Abstract. As a consequence of extreme heat and drought,
record-breaking wildfires developed and ravaged south-eastern Australia
during the fire season 2019–2020. The fire strength reached its paroxysmal
phase at the turn of the year 2019–2020. During this phase, pyrocumulonimbus clouds (pyroCb) developed and injected biomass burning aerosols and gases into the
upper troposphere and lower stratosphere (UTLS). The UTLS aerosol layer was
massively perturbed by these fires, with aerosol extinction increased by a
factor of 3 in the visible spectral range in the Southern Hemisphere, with
respect to a background atmosphere, and stratospheric aerosol optical depth
reaching values as large as 0.015 in February 2020. Using the best available
description of this event by observations, we estimate the radiative forcing
(RF) of such perturbations of the Southern Hemispheric aerosol layer. We use
offline radiative transfer modelling driven by observed information of the
aerosol extinction perturbation and its spectral variability obtained from
limb satellite measurements. Based on hypotheses on the absorptivity and the
angular scattering properties of the aerosol layer, the regional (at three
latitude bands in the Southern Hemisphere) clear-sky TOA (top-of-atmosphere)

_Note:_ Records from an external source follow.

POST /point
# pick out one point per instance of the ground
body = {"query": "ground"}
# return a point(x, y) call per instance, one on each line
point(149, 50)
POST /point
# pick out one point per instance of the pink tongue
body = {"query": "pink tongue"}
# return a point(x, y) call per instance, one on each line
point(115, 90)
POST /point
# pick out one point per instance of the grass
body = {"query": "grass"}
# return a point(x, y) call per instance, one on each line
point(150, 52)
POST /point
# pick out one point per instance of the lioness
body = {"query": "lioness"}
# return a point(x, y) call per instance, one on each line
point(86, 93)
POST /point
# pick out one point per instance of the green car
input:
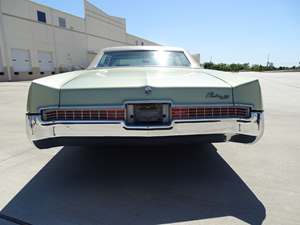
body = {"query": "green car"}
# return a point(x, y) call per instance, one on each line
point(143, 93)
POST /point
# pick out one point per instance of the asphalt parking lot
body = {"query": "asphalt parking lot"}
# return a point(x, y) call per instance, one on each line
point(183, 184)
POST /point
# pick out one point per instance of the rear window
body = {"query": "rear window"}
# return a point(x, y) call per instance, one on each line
point(144, 58)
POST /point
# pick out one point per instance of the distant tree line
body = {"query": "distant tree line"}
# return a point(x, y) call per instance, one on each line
point(236, 67)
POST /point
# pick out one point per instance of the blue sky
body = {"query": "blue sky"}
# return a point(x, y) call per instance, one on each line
point(225, 30)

RF is found varying from small positive values to relatively large negative
values (up to −2.0 W m−2), and the regional clear-sky surface RF is
found to be consistently negative and reaching large values (up to −4.5 W m−2). We argue that clear-sky positive values are unlikely for this
event, if the ageing/mixing of the biomass burning plume is mirrored by the
evolution of its optical properties. Our best estimate for the area-weighted
global-equivalent clear-sky RF is -0.35±0.21 (TOA RF) and
-0.94±0.26 W m−2 (surface RF), thus the strongest documented for
a fire event and of comparable magnitude with the strongest volcanic
eruptions of the post-Pinatubo era. The surplus of RF at the surface, with
respect to TOA, is due to absorption within the plume that has contributed
to the generation of ascending smoke vortices in the stratosphere. Highly
reflective underlying surfaces, like clouds, can nevertheless swap negative
to positive TOA RF, with global average RF as high as +1.0 W m−2
assuming highly absorbing particles.